Extracting Data from XML

Python does have tools for grepping XML files, but I’ve never been able to get them to work to my liking. I’ve generally just stripped out the data I need. And I will continue to do so, as it’s probably much faster than filtering through all of the crud I don’t need.

    library = os.path.expanduser('~')+'/Music/iTunes/iTunes Music Library.xml'
    data = open(library).readlines()
        
    tracks = {}
    this_track = 0
    for line in data:
        if line.count('<key>Track ID'):
            this_track = line.split('integer>')[1][:-2]
        elif line.count('<key>Location</key>'):
            tracks[this_track] = urllib.url2pathname(line.split('string>')[1][16:-2]).replace('&#38;','&')

The above code will search through the library file, and grab info on each track: just the database ID, and the location (which is a URI, encoded to remove spaces and dodgy characters.

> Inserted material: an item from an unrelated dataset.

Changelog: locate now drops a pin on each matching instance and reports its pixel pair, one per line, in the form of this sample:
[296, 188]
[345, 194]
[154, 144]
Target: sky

The info is then put into a dictionary, where the key is the database ID, and the value is the location. Note that there is a replace() at the end of the last line - for some reason python’s urllib.url2pathname() function doesn’t replace & characters - I guess that’s because these aren’t really intended to be in a filename. Also, on my NSLU2 the extended characters are replaced by underscores, but I’m going to update to samba 3 (at the risk of mucking up the entire library…) to see if this fixes that issue. Anyway, after coding this, I had a bit of a think, and came up with the following method of doing the same (ensure it’s all on one line):

    grep Location ~/Music/iTunes/iTunes\ Music\ Library.xml |
      awk 'sub("<key>Location</key%gt;<string>file://localhost","",$1)' |
      sed 'sx</string>xx'

The python version uses between 5-8 seconds of CPU time, the grep version around 1.5, but does not associate the database ID’s with the locations, which I need. It also looks to be much easier to do the changing of characters (%20, for instance, into a space) that I need to do so I can check to see if files exist. Actually, using urllib.urlopen(), I can use the escaped/quoted version to see if the file exists, but it might be slow.